Brian Haberlin en Interview !
Brian Haberlin est un artiste multifacettes : ayant commencé comme dessinateur, il devient vite coloriste et est l’un des premiers à développer les techniques de colorisation digitale que nous connaissons maintenant . Il a commencé chez Top Cow et a participé à la création de Witchblade. Il a été remarqué pour son travail sur Spawn avec David Hine au scénario. Avec ce scénariste, il entre désormais dans une nouvelle phase de sa carrière en devenant scénariste et en s’occupant toujours des dessins.
Mais Brian Haberlin a aussi été responsable éditorial, il a fondé son studio, son label et est toujours en quête d’innovations technologiques. Bref, un artiste passionnant que Grincheux a pu rencontrer lors du Festival de la BD de Chambéry !
Si vous souhaitez lire un extrait de la prochaine sortie de Brian Haberlin, Sonata, suivez le lien !
Bonjour Brian, merci d’avoir accepté cette interview. Vous êtes, entre autres choses, connu pour avoir participé à la création de Witchblade qui est notamment reconnu pour Sara, son personnage principal, non seulement une femme mais surtout quelqu’un qui ne se laisse pas marcher sur les pieds. De nos jours, c’est répandu. Est-ce que vous voyez cela comme quelque chose d’important ?
Oui, évidemment. Si vous regardez mes autres travaux, Sonata ou Marked, les personnages féminins sont tous les personnages principaux. La seule fois où ça n’a pas été le cas, c’était sur Faster Than Light mais bon, c’était en lien avec l’histoire et un personnage féminin était en avant dans le casting.
Je pense que c’est important d’avoir des personnages féminins mais vous ne pouvez pas forcer la chose, beaucoup d’auteurs mettent des personnages féminins en avant mais ils ne parviennent pas à comprendre ce qu’est une femme et comment elle réagit, etc. Souvent, on dirait que c’est un homme qui parle sous un masque de femme.
Brian Holguin avec qui j’ai fait Aria et qui a été mon deuxième plus gros succès est brillant dans cet exercice.
Sur notre prochain livre avec David Hine, nous avions commencé avec un personnage masculin mais on est s’est vite rendu compte que ce serait plus intéressant si on reprenait un personnage féminin pour traiter des problèmes de harcèlement. Du coup, on a recommencé mais parce que l’histoire sera plus intéressante de cette façon.

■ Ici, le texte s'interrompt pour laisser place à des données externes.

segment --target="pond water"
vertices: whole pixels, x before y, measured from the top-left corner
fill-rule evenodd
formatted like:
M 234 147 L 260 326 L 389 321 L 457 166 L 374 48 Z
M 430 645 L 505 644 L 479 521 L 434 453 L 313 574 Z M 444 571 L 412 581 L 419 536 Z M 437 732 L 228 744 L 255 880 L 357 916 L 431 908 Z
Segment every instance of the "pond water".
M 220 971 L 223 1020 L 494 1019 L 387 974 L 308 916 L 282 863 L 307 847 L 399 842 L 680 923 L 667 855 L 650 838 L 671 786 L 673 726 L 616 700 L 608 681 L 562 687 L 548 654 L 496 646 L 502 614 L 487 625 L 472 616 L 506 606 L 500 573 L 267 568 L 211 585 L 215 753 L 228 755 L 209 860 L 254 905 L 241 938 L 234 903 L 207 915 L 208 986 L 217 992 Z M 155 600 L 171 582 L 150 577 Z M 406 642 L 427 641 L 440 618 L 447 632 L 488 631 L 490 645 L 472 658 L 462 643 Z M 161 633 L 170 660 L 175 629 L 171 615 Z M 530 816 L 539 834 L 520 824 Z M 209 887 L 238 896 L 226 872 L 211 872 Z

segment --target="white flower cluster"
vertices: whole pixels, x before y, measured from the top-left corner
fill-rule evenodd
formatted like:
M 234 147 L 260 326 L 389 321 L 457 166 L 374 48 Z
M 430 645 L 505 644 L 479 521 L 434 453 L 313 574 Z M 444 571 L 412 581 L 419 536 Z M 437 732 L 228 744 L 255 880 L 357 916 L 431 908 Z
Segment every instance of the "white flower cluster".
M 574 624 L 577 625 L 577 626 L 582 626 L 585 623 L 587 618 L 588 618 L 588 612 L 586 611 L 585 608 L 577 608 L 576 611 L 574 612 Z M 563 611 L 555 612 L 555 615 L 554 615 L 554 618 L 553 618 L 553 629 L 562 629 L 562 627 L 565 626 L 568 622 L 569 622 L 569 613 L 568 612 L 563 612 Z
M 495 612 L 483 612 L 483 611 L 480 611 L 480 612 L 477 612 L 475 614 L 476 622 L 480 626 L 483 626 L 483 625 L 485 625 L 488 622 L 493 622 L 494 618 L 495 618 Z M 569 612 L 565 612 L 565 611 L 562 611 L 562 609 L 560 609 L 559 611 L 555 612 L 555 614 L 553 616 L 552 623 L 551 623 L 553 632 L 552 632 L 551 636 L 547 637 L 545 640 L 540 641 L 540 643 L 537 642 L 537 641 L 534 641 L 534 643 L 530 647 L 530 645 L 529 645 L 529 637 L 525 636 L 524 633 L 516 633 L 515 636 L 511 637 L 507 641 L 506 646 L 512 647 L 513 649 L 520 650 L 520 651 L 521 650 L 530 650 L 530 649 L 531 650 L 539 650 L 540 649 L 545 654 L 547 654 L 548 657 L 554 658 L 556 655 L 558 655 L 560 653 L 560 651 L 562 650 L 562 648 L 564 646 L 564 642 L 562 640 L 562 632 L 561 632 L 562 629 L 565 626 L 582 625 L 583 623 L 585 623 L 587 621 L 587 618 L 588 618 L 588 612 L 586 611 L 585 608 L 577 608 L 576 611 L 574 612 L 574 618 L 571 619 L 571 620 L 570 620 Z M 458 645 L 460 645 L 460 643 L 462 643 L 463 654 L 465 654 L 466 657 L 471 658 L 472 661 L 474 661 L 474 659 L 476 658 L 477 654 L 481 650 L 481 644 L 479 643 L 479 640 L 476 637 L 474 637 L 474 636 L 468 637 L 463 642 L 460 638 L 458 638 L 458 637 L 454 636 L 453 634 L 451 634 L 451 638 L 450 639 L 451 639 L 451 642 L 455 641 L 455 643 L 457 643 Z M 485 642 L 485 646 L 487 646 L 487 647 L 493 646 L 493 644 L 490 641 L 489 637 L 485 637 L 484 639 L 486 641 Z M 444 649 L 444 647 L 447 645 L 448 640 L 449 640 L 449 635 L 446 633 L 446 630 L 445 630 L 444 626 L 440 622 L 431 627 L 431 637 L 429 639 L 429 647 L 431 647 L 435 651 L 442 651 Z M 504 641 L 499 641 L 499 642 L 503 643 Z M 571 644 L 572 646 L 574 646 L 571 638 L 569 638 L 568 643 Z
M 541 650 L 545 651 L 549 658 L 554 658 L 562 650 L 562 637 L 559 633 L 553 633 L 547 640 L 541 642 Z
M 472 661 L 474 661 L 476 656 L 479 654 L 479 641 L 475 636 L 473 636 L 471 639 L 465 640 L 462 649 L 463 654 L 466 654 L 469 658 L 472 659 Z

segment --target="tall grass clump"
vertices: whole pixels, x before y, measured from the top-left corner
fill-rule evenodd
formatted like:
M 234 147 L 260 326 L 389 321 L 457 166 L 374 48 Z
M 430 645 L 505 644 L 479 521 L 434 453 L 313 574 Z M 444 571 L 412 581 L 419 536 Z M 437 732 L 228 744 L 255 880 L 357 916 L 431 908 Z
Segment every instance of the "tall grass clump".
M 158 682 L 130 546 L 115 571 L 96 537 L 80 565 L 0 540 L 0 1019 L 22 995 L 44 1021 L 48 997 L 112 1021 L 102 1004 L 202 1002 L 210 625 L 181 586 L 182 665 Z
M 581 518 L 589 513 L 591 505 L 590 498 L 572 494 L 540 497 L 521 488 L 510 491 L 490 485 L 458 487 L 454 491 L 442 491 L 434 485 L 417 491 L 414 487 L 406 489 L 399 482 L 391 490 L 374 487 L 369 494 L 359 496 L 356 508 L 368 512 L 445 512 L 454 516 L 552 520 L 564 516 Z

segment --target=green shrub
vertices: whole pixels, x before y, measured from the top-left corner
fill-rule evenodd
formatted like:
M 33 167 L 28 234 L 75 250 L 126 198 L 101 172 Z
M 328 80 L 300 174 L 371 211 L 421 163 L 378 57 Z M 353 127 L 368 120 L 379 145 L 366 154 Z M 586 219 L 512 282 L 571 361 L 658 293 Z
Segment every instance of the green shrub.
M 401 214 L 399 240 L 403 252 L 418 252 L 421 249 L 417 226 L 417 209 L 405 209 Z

Votre arrivée sur Spawn a été très remarquée à cause des tons froids que vous adoptiez, notamment. Etiez-vous effrayé par les réactions à l’époque ?

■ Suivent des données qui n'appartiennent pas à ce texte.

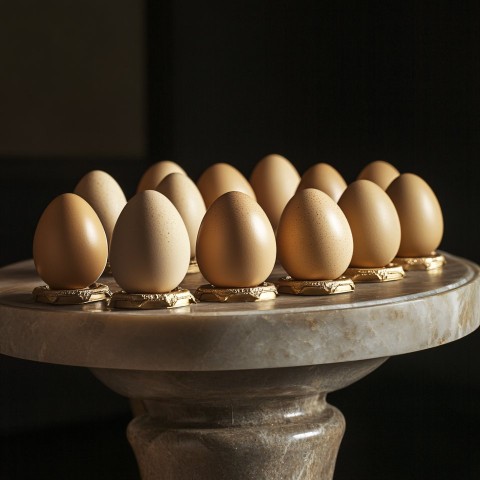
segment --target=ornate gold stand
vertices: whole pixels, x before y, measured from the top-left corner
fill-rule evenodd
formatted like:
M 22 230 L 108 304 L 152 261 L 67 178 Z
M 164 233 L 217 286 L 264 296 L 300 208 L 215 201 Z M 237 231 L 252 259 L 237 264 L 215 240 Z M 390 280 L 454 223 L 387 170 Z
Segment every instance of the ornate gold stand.
M 445 265 L 445 256 L 432 252 L 426 257 L 395 257 L 393 260 L 404 270 L 435 270 Z
M 405 277 L 405 271 L 401 265 L 390 263 L 380 268 L 347 268 L 344 275 L 351 278 L 355 283 L 359 282 L 392 282 Z
M 115 292 L 110 300 L 113 308 L 152 310 L 161 308 L 186 307 L 196 303 L 195 297 L 186 288 L 176 288 L 168 293 L 126 293 Z
M 335 295 L 355 290 L 353 281 L 346 277 L 335 280 L 295 280 L 292 277 L 282 277 L 275 285 L 278 293 L 291 295 Z
M 263 282 L 258 287 L 219 288 L 213 285 L 202 285 L 195 291 L 195 297 L 201 302 L 261 302 L 273 300 L 277 296 L 277 288 L 273 283 Z
M 108 300 L 111 296 L 110 289 L 103 283 L 93 283 L 88 288 L 73 290 L 52 290 L 48 285 L 35 287 L 32 292 L 36 302 L 50 305 L 81 305 L 83 303 L 100 302 Z

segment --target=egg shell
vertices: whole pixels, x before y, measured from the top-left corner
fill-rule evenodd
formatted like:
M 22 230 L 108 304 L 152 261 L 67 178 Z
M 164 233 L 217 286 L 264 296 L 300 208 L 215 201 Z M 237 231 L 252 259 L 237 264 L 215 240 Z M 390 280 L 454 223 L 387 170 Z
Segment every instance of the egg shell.
M 430 255 L 442 241 L 443 215 L 430 186 L 418 175 L 403 173 L 388 187 L 400 218 L 400 257 Z
M 171 160 L 162 160 L 161 162 L 151 165 L 142 175 L 137 186 L 137 193 L 143 190 L 155 190 L 157 185 L 170 173 L 183 173 L 185 170 Z
M 400 172 L 385 160 L 375 160 L 366 165 L 358 174 L 357 180 L 370 180 L 383 190 L 400 175 Z
M 127 203 L 120 185 L 108 173 L 93 170 L 80 179 L 74 193 L 80 195 L 95 210 L 110 245 L 117 218 Z
M 197 181 L 197 187 L 202 194 L 207 208 L 221 195 L 227 192 L 243 192 L 256 200 L 255 192 L 248 180 L 228 163 L 210 165 Z
M 348 221 L 326 193 L 298 191 L 285 207 L 277 231 L 278 257 L 298 280 L 332 280 L 348 268 L 353 239 Z
M 190 242 L 172 202 L 155 190 L 137 193 L 113 230 L 110 266 L 127 293 L 166 293 L 185 277 Z
M 390 197 L 370 180 L 356 180 L 338 206 L 353 235 L 352 267 L 384 267 L 400 245 L 400 220 Z
M 243 192 L 227 192 L 207 210 L 197 237 L 197 262 L 217 287 L 255 287 L 273 270 L 275 234 L 260 205 Z
M 108 245 L 93 208 L 74 193 L 54 198 L 42 213 L 33 238 L 33 260 L 54 290 L 86 288 L 107 264 Z
M 338 199 L 347 188 L 347 183 L 337 169 L 328 163 L 317 163 L 312 165 L 302 175 L 297 192 L 305 188 L 321 190 L 338 202 Z
M 255 165 L 250 184 L 257 202 L 267 214 L 274 230 L 277 229 L 283 209 L 295 194 L 299 182 L 297 169 L 281 155 L 267 155 Z
M 190 240 L 190 257 L 195 258 L 198 229 L 207 210 L 202 194 L 195 183 L 182 173 L 170 173 L 156 190 L 165 195 L 182 216 Z

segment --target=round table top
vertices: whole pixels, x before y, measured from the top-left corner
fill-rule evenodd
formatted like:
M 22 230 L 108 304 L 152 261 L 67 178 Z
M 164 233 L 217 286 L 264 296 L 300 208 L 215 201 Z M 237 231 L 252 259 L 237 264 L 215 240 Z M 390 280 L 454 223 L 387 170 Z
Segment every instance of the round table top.
M 433 271 L 329 296 L 170 310 L 36 303 L 33 262 L 0 269 L 0 353 L 40 362 L 130 370 L 209 371 L 386 357 L 457 340 L 480 324 L 479 267 L 445 254 Z M 285 275 L 275 267 L 271 279 Z M 102 277 L 112 290 L 111 277 Z M 192 291 L 205 284 L 187 275 Z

Non, Todd (McFarlane, NdR) avec qui je travaille depuis des années, aime beaucoup les comics réalistes alors que ce n’est pas son style.
Quand je suis arrivé au poste d’éditeur sur Spawn, je lui ai demandé qui il voudrait voir en tant qu’artiste sur le titre et il m’a répondu Bill Sienkewicz ou Alex Maleev qui sont connu pour leur style très réaliste. En plus de ça, David Hine voulait vraiment changer d’ambiance et partir sur quelque chose inspiré par le cinéma d’horreur japonais.
Pourtant, il y avait toujours cette fanbase de Spawn qui voulait encore le voir comme un super-héros avec des gros muscles mais on s’est battus contre ça pour apporter quelque chose de novateur et on a bénéficié du soutien de Todd McFarlane donc, c’était vraiment bien.
Vous étiez un des premiers à faire de la colorisation en numérique. Aujourd’hui, c’est une pratique commune et très répandue. Qu’est-ce que cela fait d’être un pionnier ?
En fait, c’était surtout une nécessitée à l’époque. Il a fallu apprendre sur le tas parce que personne ne savait le faire. J’ai toujours pensé que les ordinateurs seraient un outil très performant et utile pour nous et, je vous parle de ça, c’était à l’époque des Commodore et Amiga, donc, il y a déjà longtemps.
C’était vraiment un outil que je voulais utiliser mais à l’époque, nous n’avions pas YouTube pour comprendre comment l’utiliser, la seule chose que nous avions à disposition, c’étaient les manuels d’utilisation et ce n’était pas très pratique. Du coup, en petits groupes, nous nous échangions des informations et nous nous entraidions, on se débrouillait.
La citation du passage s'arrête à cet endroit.